Throughout her remarks, she emphasized the importance of Canada's diverse population as well as the value of its young people.

She also spoke of her own youth before coming to Canada, quoting her uncle - exiled Haitian poet René Depestre - to describe Haiti as a nation "draped in barbed wire from head to toe."

"The story of that little girl, who watched her parents, her family, and her friends grappling with the horrors of a ruthless dictatorship, who became the woman standing before you today, is a lesson in learning to be free," she said.

"I know how precious that freedom is, I know what a legacy it is for every child, for every citizen of this country."

Ms. Jean was sworn in Tuesday on Parliament Hill as Canada's 27th Governor-General, taking the torch from Adrienne Clarkson as the Queen's representative in this country.

Breaking with tradition, Ms. Clarkson was in attendance to see her successor take over the post - the first time in more than 100 years that a departing vice-regal representative has gone to the ceremony.

Ms. Jean arrived at Parliament Hill about 10:40 a.m. EDT. She was greeted by a military guard of honour before joining Prime Minister Paul Martin to enter the building.

Televised imaged showed tears running down Ms. Jean's cheeks as she listened to singers greeting her while she made her way to the Senate chamber.

Inside, Ms. Jean's family members sat in the front row, listening as her appointment was formalized rousing applause from the crowd.

Mr. Martin characterized Ms. Jean during Tuesday's ceremony as "a woman of rare perspective, sensitivity and under standing."

"Madame Jean is renowned for her compassion, her eagerness to listen - and for her desire to act," he said.

"During a rich and varied working life - as a social activist, a writer and lecturer, a public broadcaster - she has often been the voice of those who must struggle to be heard."

Even before it was made official Tuesday, the 48-year-old former CBC journalist, who came to Canada as a young girl from Haiti in 1968, has proved a popular choice as Governor-General.

A poll conducted before Ms. Jean was sworn in showed broad support for her among Canadians in general, and particularly among Quebeckers. In that province, 71 per cent of people polled said they thought she was a good choice for the job. When told of her personal history, that percentage rose to 85 per cent.

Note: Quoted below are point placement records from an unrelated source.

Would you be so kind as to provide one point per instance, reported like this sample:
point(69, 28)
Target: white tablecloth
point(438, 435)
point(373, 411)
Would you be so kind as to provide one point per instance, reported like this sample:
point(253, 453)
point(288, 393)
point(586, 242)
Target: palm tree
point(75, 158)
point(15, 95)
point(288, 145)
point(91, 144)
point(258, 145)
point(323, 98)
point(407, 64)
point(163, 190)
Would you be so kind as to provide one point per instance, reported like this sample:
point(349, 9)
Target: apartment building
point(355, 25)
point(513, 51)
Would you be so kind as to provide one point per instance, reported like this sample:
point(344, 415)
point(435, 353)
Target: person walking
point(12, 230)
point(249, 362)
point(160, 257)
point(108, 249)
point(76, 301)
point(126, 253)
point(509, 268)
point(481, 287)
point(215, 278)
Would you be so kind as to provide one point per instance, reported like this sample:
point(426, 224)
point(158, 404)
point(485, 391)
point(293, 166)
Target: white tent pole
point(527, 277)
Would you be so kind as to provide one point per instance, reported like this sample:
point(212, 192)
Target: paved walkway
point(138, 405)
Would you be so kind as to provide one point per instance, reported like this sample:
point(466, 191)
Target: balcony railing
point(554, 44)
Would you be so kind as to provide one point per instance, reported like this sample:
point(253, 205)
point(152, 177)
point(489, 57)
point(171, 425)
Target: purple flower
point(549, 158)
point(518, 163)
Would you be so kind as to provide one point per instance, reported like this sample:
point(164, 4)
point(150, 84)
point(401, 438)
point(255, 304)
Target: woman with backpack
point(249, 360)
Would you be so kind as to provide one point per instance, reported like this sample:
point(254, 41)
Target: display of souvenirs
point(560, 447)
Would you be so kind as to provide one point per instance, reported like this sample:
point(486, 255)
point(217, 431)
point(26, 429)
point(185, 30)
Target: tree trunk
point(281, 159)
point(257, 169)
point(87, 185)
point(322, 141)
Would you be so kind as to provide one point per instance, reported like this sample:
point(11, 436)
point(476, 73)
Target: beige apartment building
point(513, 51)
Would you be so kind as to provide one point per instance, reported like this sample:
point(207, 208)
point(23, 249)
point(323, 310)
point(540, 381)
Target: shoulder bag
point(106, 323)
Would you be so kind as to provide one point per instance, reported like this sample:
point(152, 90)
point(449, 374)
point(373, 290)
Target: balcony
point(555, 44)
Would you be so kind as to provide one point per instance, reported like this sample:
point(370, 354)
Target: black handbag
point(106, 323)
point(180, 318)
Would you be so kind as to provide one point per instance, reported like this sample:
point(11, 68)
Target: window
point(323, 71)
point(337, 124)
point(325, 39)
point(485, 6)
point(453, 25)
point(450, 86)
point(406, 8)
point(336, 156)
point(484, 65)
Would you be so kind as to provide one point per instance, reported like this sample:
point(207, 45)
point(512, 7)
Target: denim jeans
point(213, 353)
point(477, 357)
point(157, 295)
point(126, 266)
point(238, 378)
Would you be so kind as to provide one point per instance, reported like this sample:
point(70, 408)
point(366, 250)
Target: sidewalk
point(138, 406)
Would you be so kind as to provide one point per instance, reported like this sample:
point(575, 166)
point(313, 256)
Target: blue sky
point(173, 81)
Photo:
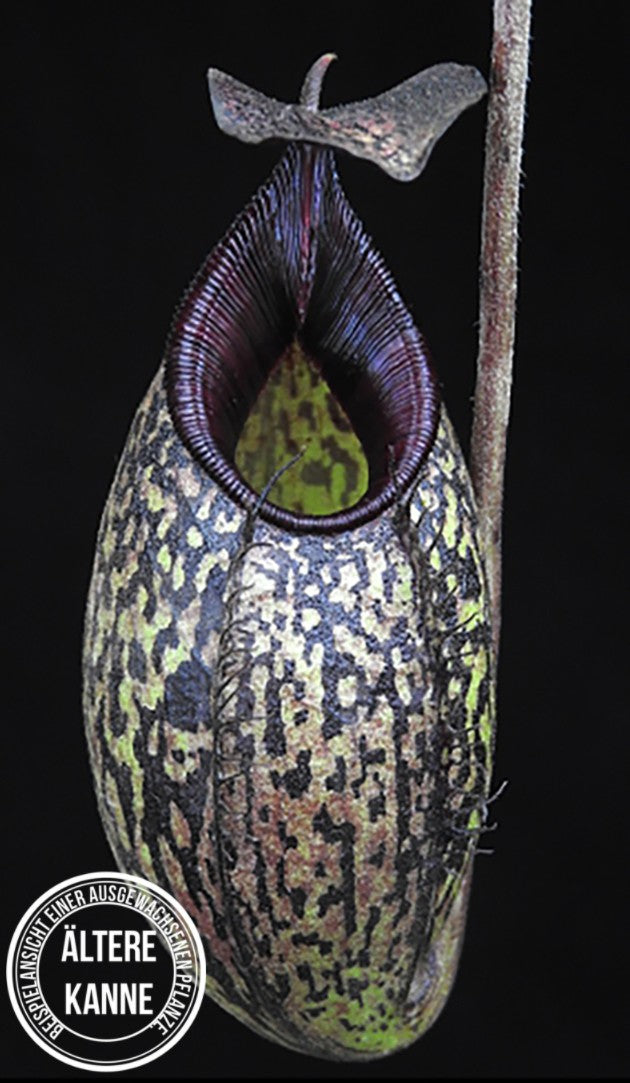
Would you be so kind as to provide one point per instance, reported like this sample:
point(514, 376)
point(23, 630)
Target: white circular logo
point(90, 979)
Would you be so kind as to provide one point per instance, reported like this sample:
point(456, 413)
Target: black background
point(119, 184)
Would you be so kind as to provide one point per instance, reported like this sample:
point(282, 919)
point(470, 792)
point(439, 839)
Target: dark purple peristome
point(297, 262)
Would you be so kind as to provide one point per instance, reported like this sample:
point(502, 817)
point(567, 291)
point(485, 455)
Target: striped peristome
point(290, 714)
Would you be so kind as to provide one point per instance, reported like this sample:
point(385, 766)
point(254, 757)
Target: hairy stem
point(498, 279)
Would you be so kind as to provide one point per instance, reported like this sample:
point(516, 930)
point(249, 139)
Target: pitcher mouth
point(298, 283)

She was also an extremely popular choice with Canadian youth, reflecting in part her relative youth and her role as both a successful journalist and as a mother to a six-year-old daughter.

The polls findings were seen by many as suggesting Ms. Jean's selection for the position created an historic opportunity to strengthen the vice-regal role both in Quebec and the rest of the country.

The findings also suggested that Canadian's were not upset over the questions raised this summer about her position on Quebec's sovereignty.

Earlier this week, Ms. Jean also renounced her French citizenship, which she received when she married Mr. Lafond, who is originally from France. The two married in 1992. In a letter to Ms. Jean, French President Jacques Chirac offered his congratulations and invited her to visit France in the coming months.

Mr. Chirac's letter says exceptional ties bind France and Canada - starting with history and language - and he assured Jean of his wholehearted support.